Archive training session

Past training sessions may include information that is no longer true, in either the presentation or the Q&A. Please double check against the relevant documentation pages.

Using GEL data for publications and reports, October 2025¶

Our participants’ privacy is absolutely paramount, which is why we heavily restrict export of data from the Research Environment (RE). In this training session, we will look at what you are and are not allowed to export, and how you can ensure your exports are compliant. We will look at the tools available in the RE for compiling and composing your data. We will cover using the Airlock tool for export.

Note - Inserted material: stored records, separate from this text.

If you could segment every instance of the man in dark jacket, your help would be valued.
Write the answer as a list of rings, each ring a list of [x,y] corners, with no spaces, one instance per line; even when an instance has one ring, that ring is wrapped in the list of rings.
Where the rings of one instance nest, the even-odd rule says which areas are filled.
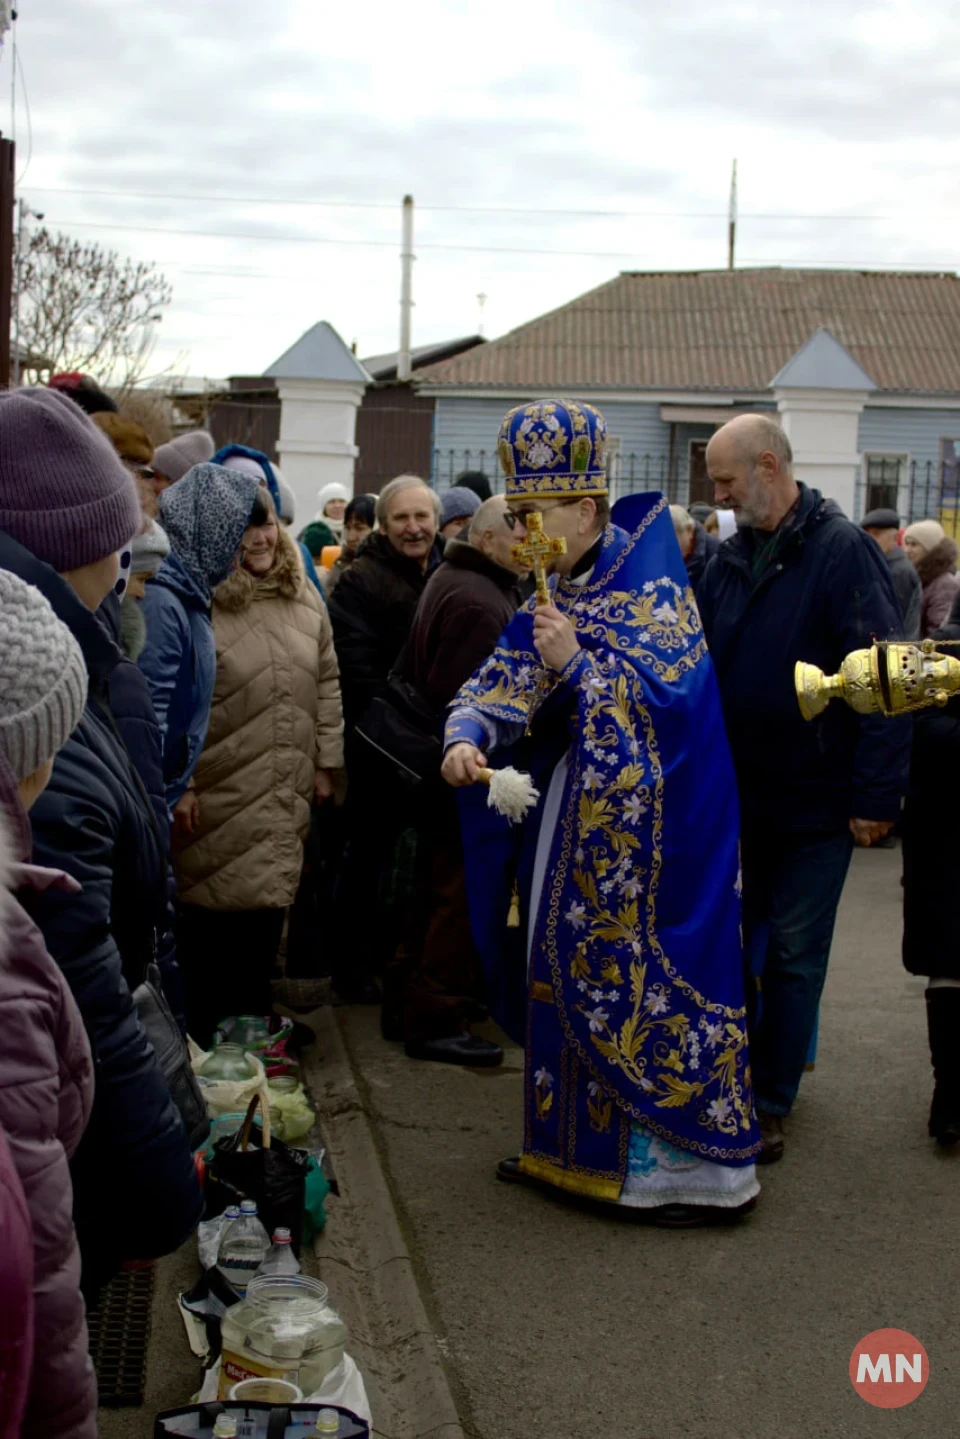
[[[371,701],[385,695],[420,596],[443,558],[439,516],[437,495],[424,480],[416,475],[391,480],[377,501],[379,530],[363,541],[330,596],[350,785],[337,903],[344,928],[331,946],[333,982],[344,999],[377,998],[374,977],[396,949],[396,906],[389,892],[402,889],[404,880],[392,860],[409,815],[393,801],[380,756],[358,736],[357,725]]]
[[[918,640],[923,586],[920,576],[907,559],[906,552],[897,543],[900,516],[896,510],[870,510],[860,521],[860,528],[866,530],[887,557],[893,588],[897,592],[897,602],[903,615],[903,638]]]
[[[447,545],[423,592],[399,672],[436,718],[487,659],[520,602],[526,574],[510,551],[524,530],[502,495],[473,516],[466,542]],[[417,822],[414,901],[395,963],[385,975],[383,1032],[412,1059],[495,1065],[499,1045],[470,1033],[485,1014],[480,957],[470,933],[456,798],[439,773],[425,785]]]
[[[47,598],[90,676],[83,719],[31,810],[35,862],[82,886],[79,895],[38,894],[31,914],[77,1001],[96,1067],[93,1115],[71,1166],[89,1295],[124,1260],[176,1249],[202,1211],[183,1121],[131,994],[166,924],[165,869],[109,708],[122,656],[94,613],[140,511],[107,440],[51,391],[0,394],[0,455],[0,566]]]
[[[695,591],[703,579],[707,563],[720,548],[720,541],[716,535],[708,535],[700,521],[695,520],[683,505],[671,505],[670,518],[673,520],[683,563],[687,567],[690,588]]]
[[[347,733],[406,644],[420,596],[443,558],[436,494],[416,475],[399,475],[377,501],[380,528],[364,540],[330,597]]]
[[[960,649],[960,596],[933,638]],[[929,976],[927,1036],[934,1091],[929,1133],[960,1144],[960,949],[950,898],[960,872],[960,698],[914,718],[910,788],[903,809],[903,962]]]
[[[853,844],[883,838],[900,813],[909,719],[834,704],[801,717],[794,666],[828,673],[851,650],[900,635],[890,571],[839,506],[793,477],[774,420],[744,415],[707,448],[719,505],[737,534],[697,593],[737,770],[744,942],[762,985],[750,1026],[761,1162],[783,1154],[826,975]],[[756,986],[748,975],[748,1004]]]

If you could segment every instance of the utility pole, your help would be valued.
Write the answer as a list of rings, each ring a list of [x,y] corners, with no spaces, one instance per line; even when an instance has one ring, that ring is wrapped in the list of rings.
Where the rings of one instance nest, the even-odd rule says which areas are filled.
[[[482,336],[483,336],[483,312],[484,312],[484,310],[485,310],[486,307],[487,307],[487,297],[486,297],[485,294],[483,294],[482,291],[481,291],[481,293],[477,296],[477,306],[478,306],[478,308],[479,308],[479,310],[480,310],[480,323],[479,323],[479,326],[478,326],[478,328],[477,328],[477,334],[482,337]]]
[[[0,139],[0,390],[6,390],[10,386],[15,162],[16,146],[13,141]],[[19,372],[18,361],[17,368]]]
[[[400,251],[400,354],[397,379],[409,380],[413,374],[410,357],[410,327],[413,320],[413,196],[403,197],[403,244]]]
[[[727,269],[733,269],[734,256],[737,250],[737,162],[733,162],[733,174],[730,176],[730,210],[727,220]]]
[[[11,197],[11,222],[13,220],[13,203]],[[23,288],[23,258],[27,253],[30,244],[30,236],[27,233],[28,220],[42,220],[43,216],[38,210],[31,210],[26,200],[17,201],[17,244],[16,264],[14,268],[13,283],[13,383],[20,383],[20,292]],[[12,234],[11,223],[11,234]]]

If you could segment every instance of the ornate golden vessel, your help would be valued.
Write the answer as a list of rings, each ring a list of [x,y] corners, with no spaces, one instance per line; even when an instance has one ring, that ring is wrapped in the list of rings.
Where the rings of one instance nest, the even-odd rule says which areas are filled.
[[[940,653],[952,643],[878,643],[853,650],[835,675],[801,660],[793,672],[800,713],[805,720],[816,719],[837,698],[863,715],[902,715],[945,705],[960,692],[960,660]]]

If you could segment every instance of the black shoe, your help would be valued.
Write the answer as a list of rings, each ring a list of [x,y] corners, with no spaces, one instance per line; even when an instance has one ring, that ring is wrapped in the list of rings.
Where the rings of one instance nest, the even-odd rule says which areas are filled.
[[[403,1046],[408,1059],[434,1059],[438,1064],[468,1064],[474,1069],[495,1069],[503,1063],[499,1044],[464,1030],[444,1039],[421,1039]]]
[[[960,1143],[960,989],[927,990],[927,1034],[933,1064],[933,1103],[927,1126],[944,1149]]]
[[[375,979],[333,981],[335,1004],[380,1004],[383,993]]]
[[[380,1033],[391,1044],[403,1043],[403,1020],[384,1007],[380,1011]]]
[[[755,1162],[757,1164],[778,1164],[783,1158],[783,1120],[779,1114],[766,1114],[760,1110],[757,1122],[760,1125],[763,1148]]]

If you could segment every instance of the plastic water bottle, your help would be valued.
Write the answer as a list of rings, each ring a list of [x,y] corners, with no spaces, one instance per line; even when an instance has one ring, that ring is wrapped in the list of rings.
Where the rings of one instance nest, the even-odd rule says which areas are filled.
[[[340,1415],[336,1409],[321,1409],[317,1415],[315,1434],[326,1434],[328,1439],[336,1439],[340,1433]]]
[[[232,1414],[218,1414],[213,1426],[214,1439],[237,1439],[237,1421]]]
[[[223,1231],[217,1265],[241,1296],[263,1263],[270,1248],[270,1236],[257,1218],[254,1200],[240,1205],[240,1217]]]
[[[270,1253],[257,1274],[299,1274],[300,1261],[293,1252],[289,1229],[275,1229]]]

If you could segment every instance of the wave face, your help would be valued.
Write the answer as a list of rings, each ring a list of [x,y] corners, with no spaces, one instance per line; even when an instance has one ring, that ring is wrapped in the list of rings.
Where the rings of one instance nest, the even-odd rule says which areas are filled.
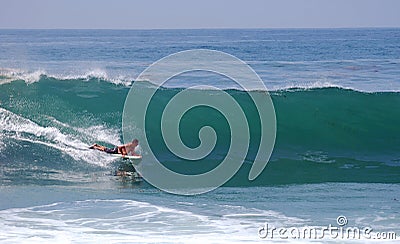
[[[151,86],[141,84],[143,89]],[[0,87],[0,175],[4,184],[71,184],[113,165],[113,159],[86,148],[93,142],[109,146],[122,142],[121,116],[129,86],[95,77],[42,75],[34,83],[15,80]],[[166,103],[181,90],[164,88],[156,93],[146,118],[147,132],[151,132],[148,140],[166,167],[198,174],[223,159],[230,145],[229,126],[215,110],[189,110],[180,124],[183,142],[196,147],[200,128],[210,125],[217,132],[217,144],[210,155],[196,162],[174,156],[162,140],[159,121]],[[226,91],[245,108],[251,135],[246,162],[227,185],[400,182],[400,93],[338,87],[271,92],[277,116],[276,145],[263,173],[249,182],[260,140],[257,111],[246,92]],[[193,92],[213,95],[212,90]]]
[[[35,83],[2,84],[1,179],[17,184],[70,184],[104,170],[112,160],[87,147],[94,141],[121,143],[118,122],[125,90],[97,79],[46,76]]]

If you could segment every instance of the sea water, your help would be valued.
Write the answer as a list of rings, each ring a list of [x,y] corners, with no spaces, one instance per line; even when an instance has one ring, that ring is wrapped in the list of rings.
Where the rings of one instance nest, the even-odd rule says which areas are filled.
[[[352,240],[328,232],[323,239],[271,236],[271,228],[329,225],[398,237],[399,41],[400,29],[0,30],[0,241]],[[188,49],[240,58],[269,90],[276,143],[254,181],[248,172],[260,128],[251,109],[246,115],[256,139],[244,164],[224,186],[202,195],[168,194],[114,176],[126,161],[87,149],[94,142],[122,144],[131,85],[152,86],[151,77],[136,77]],[[249,93],[259,92],[207,72],[182,74],[157,92],[149,141],[157,158],[180,173],[212,169],[229,148],[229,125],[206,108],[189,111],[180,127],[190,147],[199,145],[201,127],[217,131],[206,158],[176,157],[162,140],[163,108],[199,84],[223,89],[243,107],[252,106]]]

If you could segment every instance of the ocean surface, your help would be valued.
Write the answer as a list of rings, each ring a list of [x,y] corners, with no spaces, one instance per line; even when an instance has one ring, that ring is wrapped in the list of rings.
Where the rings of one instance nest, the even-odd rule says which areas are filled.
[[[226,184],[181,196],[115,176],[127,161],[87,148],[122,144],[130,87],[153,85],[136,77],[189,49],[226,52],[250,65],[269,91],[277,131],[269,163],[249,181],[260,141],[249,94],[259,91],[201,71],[168,81],[146,125],[165,167],[201,174],[229,149],[223,115],[199,107],[182,117],[180,136],[196,147],[199,130],[211,126],[214,150],[193,162],[168,150],[162,112],[188,87],[226,91],[244,108],[252,138]],[[400,238],[399,125],[400,29],[0,30],[0,242],[282,241],[260,238],[260,228],[338,226],[339,216],[347,218],[343,228]],[[139,151],[140,164],[151,164]]]

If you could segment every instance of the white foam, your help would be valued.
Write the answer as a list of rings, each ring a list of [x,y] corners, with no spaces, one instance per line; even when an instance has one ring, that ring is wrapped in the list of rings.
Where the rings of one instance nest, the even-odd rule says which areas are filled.
[[[166,201],[168,202],[168,200]],[[163,203],[165,204],[165,203]],[[284,241],[325,243],[354,241],[342,239],[275,239],[262,240],[258,229],[268,221],[270,226],[297,226],[298,229],[326,226],[307,225],[305,220],[287,217],[271,210],[234,205],[207,205],[215,214],[195,213],[175,207],[135,200],[91,199],[58,202],[48,205],[13,208],[0,211],[0,241],[7,242],[128,242],[128,243],[242,243]],[[225,209],[234,214],[220,214]],[[192,209],[192,206],[191,208]],[[208,209],[210,210],[210,209]],[[362,237],[363,242],[368,240]],[[389,240],[390,242],[390,240]]]
[[[107,71],[99,68],[89,69],[86,71],[74,71],[73,73],[49,73],[45,70],[38,69],[34,71],[27,71],[22,69],[9,69],[0,68],[0,85],[5,83],[10,83],[16,80],[23,80],[27,84],[38,82],[43,76],[48,78],[54,78],[58,80],[85,80],[90,79],[101,79],[108,81],[115,85],[130,86],[132,84],[133,78],[126,75],[117,74],[111,76]]]
[[[79,132],[80,134],[85,136],[86,141],[91,143],[93,141],[101,141],[106,142],[108,144],[121,144],[119,140],[119,132],[115,129],[107,128],[104,125],[92,125],[87,128],[79,128],[75,126],[68,125],[66,123],[62,123],[51,116],[46,116],[49,120],[51,120],[54,124],[60,125],[64,128],[69,128],[74,131]]]
[[[311,89],[316,89],[316,88],[342,88],[342,89],[355,90],[352,87],[340,86],[340,85],[334,84],[329,81],[315,81],[315,82],[308,82],[308,83],[287,82],[287,83],[285,83],[284,86],[278,85],[278,86],[272,87],[272,91],[296,90],[296,89],[311,90]]]
[[[0,211],[0,241],[257,241],[257,228],[133,200],[86,200]]]
[[[57,121],[58,122],[58,121]],[[65,125],[58,122],[59,125]],[[7,132],[9,138],[29,143],[41,144],[57,149],[75,160],[106,166],[115,160],[102,153],[89,150],[85,141],[105,141],[119,144],[117,133],[105,129],[101,125],[88,128],[75,128],[78,135],[64,134],[56,127],[44,127],[37,123],[16,115],[6,109],[0,108],[0,130]],[[4,135],[3,135],[4,137]],[[3,138],[4,145],[4,138]]]
[[[0,69],[0,76],[5,77],[5,79],[0,80],[0,85],[4,83],[9,83],[15,80],[23,80],[25,83],[30,84],[40,80],[42,76],[46,75],[44,70],[35,71],[23,71],[19,69]]]

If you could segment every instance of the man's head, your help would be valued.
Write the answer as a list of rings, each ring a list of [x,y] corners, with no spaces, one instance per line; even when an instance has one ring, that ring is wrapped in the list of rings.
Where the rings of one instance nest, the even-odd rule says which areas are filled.
[[[133,139],[131,143],[133,145],[137,146],[139,144],[139,140],[138,139]]]

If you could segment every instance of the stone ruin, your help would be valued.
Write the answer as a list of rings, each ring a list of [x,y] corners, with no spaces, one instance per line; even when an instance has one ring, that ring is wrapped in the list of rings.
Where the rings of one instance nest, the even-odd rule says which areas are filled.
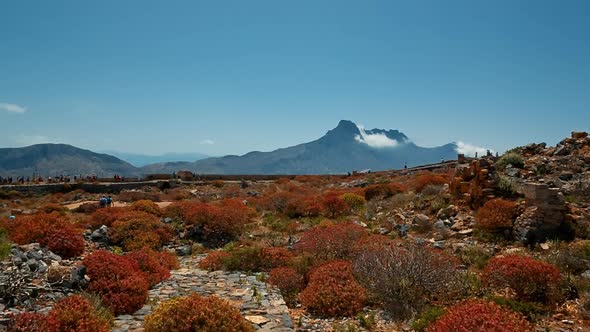
[[[519,192],[525,197],[525,208],[514,223],[515,239],[528,245],[547,239],[573,239],[573,230],[566,221],[565,197],[559,188],[544,183],[524,183]]]
[[[495,197],[495,181],[492,178],[493,157],[471,160],[460,159],[449,190],[472,208],[478,208]],[[461,161],[463,163],[461,163]]]

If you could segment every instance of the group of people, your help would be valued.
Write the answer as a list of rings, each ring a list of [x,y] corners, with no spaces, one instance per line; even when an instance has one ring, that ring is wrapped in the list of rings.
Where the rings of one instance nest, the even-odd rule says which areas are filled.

Where publications or theses require supporting evidence that is potentially identifiable, we will look at how you can enable access to this supporting data for reviewers or examiners without exporting it from the RE.

Timetable¶

13.30 Introduction and admin
13.35 Rules for data export from the RE
13.45 How to ensure your exports are compliant with rules
14.00 Working with LibreOffice in the RE
14.15 Using the Airlock
14.20 Sharing data with reviewers and examiners within the RE
14:45 Getting help and questions

Learning objectives¶

After this training you will know:

what you can and can’t export from the RE
how to compile your data for export
how to export data using the Airlock

Target audience¶

This training is aimed at researchers:

working with the Genomics England Research Environment
hoping to publish a paper, report, dissertation or thesis, or deliver a poster or presentation using Genomics England data

Date¶

14th October 2025

Materials¶

You can access the redacted slides and video below. All sensitive data has been censored.

Slides¶

Download the slides

Video¶

Give us feedback on this tutorial

Q&A¶

Q&A

can we ask for our scripts to be exported outside?

Yes, researchers regularly request to export scripts! Please ensure that scripts requested for export do not contain participant or sample IDs, and in general it's best to not have any data included in scripts included for export (though we understand that some data like counts may be in the comments , and if otherwise safe for export we will approve still, it's just more convenient to have data in dedicated files rather than scattered throguhout comments in scripts)

can import my own model and use GE data as input?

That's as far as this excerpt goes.